The leaflets have been extensively researched and tested to ensure that they are easy to understand. Produced in conjunction with the Cancer Research Campaign's Primary Care Education Research Unit, the process has included working with focus groups drawn from a diverse range of women. The leaflets have received the Crystal Mark from the Plain English Campaign, and the text has been adapted to include a number of national initiatives, including:

  • The Data Protection Act
  • The Human Rights Act
  • Changes in the NHS following the Bristol and Alder Hey inquiries
  • Disability Discrimination Act
  • Ionising Radiations (Medical Exposure) Regulations for breast screening (IRMER)

The leaflets will be translated into five languages including Gujarati, Punjabi, Urdu, Bengali and Cantonese, covering 90 per cent of the languages of ethnic minority groups in the UK. They will be available from the screening programme's website (www.cancerscreening.nhs.uk) in the near future.
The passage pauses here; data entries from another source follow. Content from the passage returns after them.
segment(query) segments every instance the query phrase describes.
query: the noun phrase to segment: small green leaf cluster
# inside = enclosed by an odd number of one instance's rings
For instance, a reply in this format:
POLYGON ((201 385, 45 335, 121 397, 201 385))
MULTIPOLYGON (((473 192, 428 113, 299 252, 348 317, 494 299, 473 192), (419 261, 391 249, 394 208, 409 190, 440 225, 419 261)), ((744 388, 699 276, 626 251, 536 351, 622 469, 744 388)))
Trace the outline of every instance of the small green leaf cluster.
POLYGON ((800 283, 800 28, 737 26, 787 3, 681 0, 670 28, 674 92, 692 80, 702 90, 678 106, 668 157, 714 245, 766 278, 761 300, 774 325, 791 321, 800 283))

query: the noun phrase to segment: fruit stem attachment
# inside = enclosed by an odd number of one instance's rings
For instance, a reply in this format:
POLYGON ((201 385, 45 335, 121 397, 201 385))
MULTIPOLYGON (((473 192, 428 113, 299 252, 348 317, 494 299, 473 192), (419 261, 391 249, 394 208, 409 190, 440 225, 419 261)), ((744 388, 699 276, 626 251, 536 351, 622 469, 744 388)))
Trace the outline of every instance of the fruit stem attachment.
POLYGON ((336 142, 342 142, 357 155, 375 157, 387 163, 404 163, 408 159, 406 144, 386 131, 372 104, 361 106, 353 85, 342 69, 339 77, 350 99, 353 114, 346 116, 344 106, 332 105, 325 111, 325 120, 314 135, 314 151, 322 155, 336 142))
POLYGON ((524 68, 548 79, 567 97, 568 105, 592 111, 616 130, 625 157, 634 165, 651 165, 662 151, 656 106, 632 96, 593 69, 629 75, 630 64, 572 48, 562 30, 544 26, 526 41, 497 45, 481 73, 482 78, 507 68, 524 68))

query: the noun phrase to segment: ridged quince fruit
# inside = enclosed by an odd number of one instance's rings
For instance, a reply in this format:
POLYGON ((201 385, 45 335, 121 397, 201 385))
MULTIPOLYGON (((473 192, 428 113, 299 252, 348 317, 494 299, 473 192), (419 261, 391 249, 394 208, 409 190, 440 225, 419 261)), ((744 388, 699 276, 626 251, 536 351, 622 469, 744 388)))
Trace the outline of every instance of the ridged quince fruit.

The NHS Cancer Screening Programmes are planning to produce the leaflets in Braille, and on tape.

Commenting, Lord Hunt said: "Informed choice is part of the drive for openness and transparency within the NHS, and we hope that by providing accurate information about what screening can and cannot achieve, so women will be able to make an informed decision about attending."

Julietta Patnick, National Coordinator of the NHS Cancer Screening Programmes, added: "These leaflets effectively are an offer of a contract between the screening programmes and women. While the screening programmes always do their very best for women, there are no guarantees that screening is 100 per cent effective, and this is what women need to understand when deciding to attend. We are providing women with honest and accurate information to help them in this decision. We are confident screening is saving lives, and so we very strongly encourage women to attend for their smears and mammograms, but in the end it is not our choice, it's up to the individual woman."

Fiona Phillips, TV presenter said: "As a first career I trained as a radiographer, so I am only too aware that screening for breast cancer is not always 100 per cent fool proof. But I have had a close relative whose breast cancer has been detected by the screening programme, and so I feel strongly that women should come forward for both breast and cervical screening as it can save their lives. As a professional communicator, I welcome this material that will help allow women fully to understand the screening process."